The hookup culture that exists in 2026 feels empowering in the moment, but as soon as it’s over, a guilt overtakes us. Sex begins to feel dirty, like something we should feel bad about enjoying.
Even when we think we’ve moved past our internal biases, a lot of us are still carrying them deep inside. An emotional tug-of-war starts appearing where we believe in sexual autonomy but struggle to accept it for ourselves.
After growing up with moralized warnings about protecting ourselves from sexual exploitation, sexuality in and of itself became something guarded that feels like it has to be consciously monitored. Getting on campus and suddenly being in an environment where sex is something casual and normal — even expected — can cause internal confusion.
We want to be empowered and part of the group, but a lingering shame still exists, causing a fear of judgment or becoming “used” or “ruined.” Even if we don’t actively believe in those words holding truth, we can still understand them and internalize them.
We can get stuck between two absolutes: Purity and performance. The idea that our personal worth could shift based on other people’s perception of us is frankly terrifying.
This is not all to say that either engaging in sex or practicing abstinence are wrong. Many women abstain from sex as a personal choice, and they simply don’t want to have sex before marriage, which is valid. Abstinence culture only becomes toxic when it becomes centered around societal shame and pressure.
Women are taught from birth to be gatekeepers. Women become responsible not just for our own behavior and bodies, but for what our behavior and bodies might inadvertently do to men. Purity frames women as the moral center for society.
We’re told to dress carefully, to act carefully, to text carefully, all in the hopes that we won’t “give men the wrong idea.” The burden of caution falls all on us. When something goes wrong, the first question is nearly always: “What was she wearing?” or “Why was she there?”
This rhetoric shows up everywhere. In legislation, in reproductive rights conversations and in debates about contraceptives access and sex education. When policies treat women’s bodies as something to regulate or restrict, they echo the same logic purity culture thrives on: Female sexuality must be controlled.
As college women, we sit on that boundary, right at the center of that tension. We’re old enough to vote and live independently, but our sexuality is still seen as something either fragile or dangerous, subject to the critique of outsiders.
The rise of “traditional feminitity” online also has a strong effect on the way women’s sexuality is viewed. Modesty and domesticity are emphasized, all with the underlying message that our value increases when our sexuality decreases.

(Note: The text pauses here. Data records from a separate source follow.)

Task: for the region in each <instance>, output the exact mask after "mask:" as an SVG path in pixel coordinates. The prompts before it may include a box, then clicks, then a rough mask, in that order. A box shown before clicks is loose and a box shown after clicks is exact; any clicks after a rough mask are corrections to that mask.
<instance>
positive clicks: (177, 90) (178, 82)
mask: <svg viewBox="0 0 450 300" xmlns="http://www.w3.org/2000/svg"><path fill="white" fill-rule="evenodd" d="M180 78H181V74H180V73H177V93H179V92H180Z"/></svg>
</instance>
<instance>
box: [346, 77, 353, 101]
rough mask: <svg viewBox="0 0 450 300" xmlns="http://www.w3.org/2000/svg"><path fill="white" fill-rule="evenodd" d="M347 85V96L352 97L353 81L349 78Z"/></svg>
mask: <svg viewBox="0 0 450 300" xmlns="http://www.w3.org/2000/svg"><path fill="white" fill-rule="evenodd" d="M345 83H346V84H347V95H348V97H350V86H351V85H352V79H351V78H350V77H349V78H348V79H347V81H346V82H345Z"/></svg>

The issue at hand isn’t faith or personal values, but rather the ongoing concept that women tend to only be respected under certain circumstances. When it becomes apparent that our worth is conditional, that’s when purity culture becomes problematic.
What women need now more than ever is to empower themselves. Empowerment doesn’t mean you have to have sex or abstain from sex either, but rather to have the capacity to choose without social shame being attached.
Purity culture tells us not to have sex, while hookup culture asks us why we haven’t had sex yet; neither outlook allows women control over their own autonomy. We have to remove ourselves from the narrative the world is constantly trying to push on our bodies and strive to love ourselves and others the way we are, regardless of sexual behavior.
True autonomy means being able to say “yes” to sex without fear and also “no” without shame. It means not tying your worth to either end and not needing to explain your boundaries all the time.
Gen Z inherited both purity culture and hypersexualization from past generations. Now, we need to build something healthier in the middle, not putting shame on any woman.